Building Confidence in AI: Evaluation, Verification, and Assurance
Contents
Executive Summary
This panel discussion addresses the critical challenge of building a global ecosystem for AI assessment, governance, and risk management. Rather than relying solely on top-down regulation, panelists advocate for a collaborative, bottom-up approach combining industry self-regulation, government oversight, and third-party auditing to establish reliable assurance mechanisms that enable trustworthy AI deployment across diverse sectors and geographies.
Key Takeaways
-
Assessment reliability depends on clarity of purpose, methodology, and evaluator qualifications. Before scaling AI assurance, organizations must transparently report what was tested, how it was tested, and whether it passed or failed clear pre-established criteria.
-
Global assurance ecosystems require both common principles and local adaptation. Harmonize core audit principles (independence, transparency, feedback loops) while tailoring specific test cases, thresholds, and benchmarks to regional needs and use cases.
-
Real-world deployment teaches lessons lab testing cannot. Sandbox programs and ground-level experimentation reveal implementation gaps; empirical data from actual systems should feed policy development rather than precede it.
-
Ethics and human judgment cannot be automated away. Technical testing alone is insufficient; domain experts, affected communities, and ethical oversight must remain central to assurance processes, especially in high-stakes sectors.
-
Building trust at scale requires distributed capability. Centralized audit teams cannot assess AI across diverse global deployments; universities, civil society, domain experts, and internal practitioners must be equipped with common standards, open-source tools, and training to conduct localized assessments.
Key Topics Covered
- AI Assurance Ecosystem Development – Creating frameworks for reliable assessment of AI systems across different sectors and regions
- Regulation vs.

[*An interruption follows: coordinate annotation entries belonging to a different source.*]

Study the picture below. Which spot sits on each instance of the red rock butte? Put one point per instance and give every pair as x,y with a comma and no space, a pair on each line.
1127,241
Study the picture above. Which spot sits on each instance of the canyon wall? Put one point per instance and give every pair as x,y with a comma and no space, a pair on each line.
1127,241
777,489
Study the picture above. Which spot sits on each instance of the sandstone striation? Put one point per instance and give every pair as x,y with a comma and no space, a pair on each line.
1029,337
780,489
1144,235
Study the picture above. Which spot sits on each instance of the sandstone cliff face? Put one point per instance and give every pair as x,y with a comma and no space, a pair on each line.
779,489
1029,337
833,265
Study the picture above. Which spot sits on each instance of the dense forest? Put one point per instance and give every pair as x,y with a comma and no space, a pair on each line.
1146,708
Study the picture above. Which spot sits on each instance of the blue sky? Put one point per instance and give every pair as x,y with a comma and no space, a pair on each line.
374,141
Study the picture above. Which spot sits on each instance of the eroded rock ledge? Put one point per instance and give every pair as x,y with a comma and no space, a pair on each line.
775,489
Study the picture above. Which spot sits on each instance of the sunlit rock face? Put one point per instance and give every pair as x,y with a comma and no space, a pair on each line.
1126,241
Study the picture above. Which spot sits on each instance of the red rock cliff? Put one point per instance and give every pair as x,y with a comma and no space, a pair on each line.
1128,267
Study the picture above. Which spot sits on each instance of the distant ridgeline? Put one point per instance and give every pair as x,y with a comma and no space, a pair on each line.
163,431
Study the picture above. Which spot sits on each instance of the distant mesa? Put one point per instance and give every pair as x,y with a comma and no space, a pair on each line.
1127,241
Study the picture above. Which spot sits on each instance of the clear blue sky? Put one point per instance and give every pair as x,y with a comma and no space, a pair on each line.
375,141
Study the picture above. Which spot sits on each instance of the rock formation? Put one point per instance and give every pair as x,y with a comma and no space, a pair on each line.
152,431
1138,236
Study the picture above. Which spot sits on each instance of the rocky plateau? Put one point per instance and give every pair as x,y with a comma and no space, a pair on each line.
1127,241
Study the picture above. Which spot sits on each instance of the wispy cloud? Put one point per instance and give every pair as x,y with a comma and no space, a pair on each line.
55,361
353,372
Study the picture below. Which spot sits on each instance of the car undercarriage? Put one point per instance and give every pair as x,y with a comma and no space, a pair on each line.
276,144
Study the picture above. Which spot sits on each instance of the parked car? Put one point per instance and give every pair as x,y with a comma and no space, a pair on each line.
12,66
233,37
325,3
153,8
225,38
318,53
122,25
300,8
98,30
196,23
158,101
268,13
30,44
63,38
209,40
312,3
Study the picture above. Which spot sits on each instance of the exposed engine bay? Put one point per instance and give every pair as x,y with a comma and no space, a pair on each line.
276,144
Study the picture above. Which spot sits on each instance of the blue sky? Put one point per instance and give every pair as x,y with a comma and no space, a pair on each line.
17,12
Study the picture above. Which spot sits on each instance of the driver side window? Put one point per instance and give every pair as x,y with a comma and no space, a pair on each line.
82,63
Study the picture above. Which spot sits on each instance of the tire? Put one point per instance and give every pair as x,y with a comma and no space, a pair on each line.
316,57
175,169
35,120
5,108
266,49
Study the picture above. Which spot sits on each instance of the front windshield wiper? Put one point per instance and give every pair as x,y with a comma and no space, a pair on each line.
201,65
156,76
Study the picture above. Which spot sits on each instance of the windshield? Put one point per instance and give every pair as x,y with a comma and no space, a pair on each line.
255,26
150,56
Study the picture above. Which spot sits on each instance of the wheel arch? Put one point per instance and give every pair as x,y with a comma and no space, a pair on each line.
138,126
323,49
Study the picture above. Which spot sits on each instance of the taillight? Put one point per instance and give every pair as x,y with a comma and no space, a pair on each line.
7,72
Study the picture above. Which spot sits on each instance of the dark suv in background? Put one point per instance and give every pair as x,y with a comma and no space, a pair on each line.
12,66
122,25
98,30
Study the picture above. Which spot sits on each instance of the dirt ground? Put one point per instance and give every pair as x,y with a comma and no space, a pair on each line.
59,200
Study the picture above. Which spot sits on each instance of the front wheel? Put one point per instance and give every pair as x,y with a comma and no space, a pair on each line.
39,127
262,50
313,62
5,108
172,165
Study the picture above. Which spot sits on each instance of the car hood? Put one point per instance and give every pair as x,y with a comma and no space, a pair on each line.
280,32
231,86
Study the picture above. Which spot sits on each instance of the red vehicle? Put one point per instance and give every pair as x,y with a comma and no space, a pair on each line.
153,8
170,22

Market-Driven Assurance – Complementary roles of legal frameworks and voluntary third-party assessments
- Types of AI Assessments – Governance, conformity, and performance assessments with distinct methodologies
- Sector-Specific Challenges – Domain expertise requirements (healthcare, financial services, public systems) in AI evaluation
- Global South Perspectives – Institutional capacity gaps, resource constraints, and localization needs
- Standardization & Professionalization – Common terminologies, qualifications, and best practices for AI auditors
- Implementation Reality – Practical barriers: shortage of trained evaluators, fragmented standards, unclear incentives
- Distributed Capability Building – Decentralizing assurance through universities, civil society, and domain experts
- Ethical Integration – Embedding ethics, transparency, and human-in-the-loop approaches in assessments
- Policy-Industry Dialogue – Ongoing collaboration between regulators, businesses, academics, and civil society
Key Points & Insights
-
Assessment Types Must Be Clearly Defined – Governance assessments evaluate organizational structures; conformity assessments check regulatory compliance; performance assessments measure quality metrics. Each has distinct purposes and methodologies that must be transparent to users.
-
Aviation Analogy Breaks Down for AI – Unlike aviation with one clear safety standard, AI spans healthcare, finance, employment, and other sectors with vastly different risk profiles and regulatory landscapes. Context-specific testing is essential rather than one-size-fits-all standards.
-
Methodology Matters More Than Standards Exist – The global south lacks foundational resources (e.g., dictionaries of offensive words in minority languages) to even define benchmarks for testing. Building baseline tools and lexicons is prerequisite to assessment.
-
User/Domain Expert Involvement Is Non-Negotiable – The fetal ultrasound model example illustrated how lab-validated systems fail in real-world deployment when domain experts aren't involved in evaluation. Assurance that ignores end-user context is theoretically sound but practically useless.
-
Bottom-Up Learning Must Inform Top-Down Standards – The global assurance sandbox approach (20+ active use cases) generates empirical data from real deployments, allowing regulators to understand achievable thresholds rather than imposing arbitrary pass/fail criteria.
-
Assurance Is Becoming a Competitive Differentiator – Beyond compliance, forward-thinking businesses use third-party assessments to build customer trust, investor confidence, and brand distinction—treating AI governance as strategic advantage rather than regulatory burden.
-
Multiple Stakeholder Groups Must Converge – Audits require industry, government regulators, civil society, academics, and affected communities all agreeing on terms and conducting oversight. Industry self-regulation alone fails; so does unilateral government mandate.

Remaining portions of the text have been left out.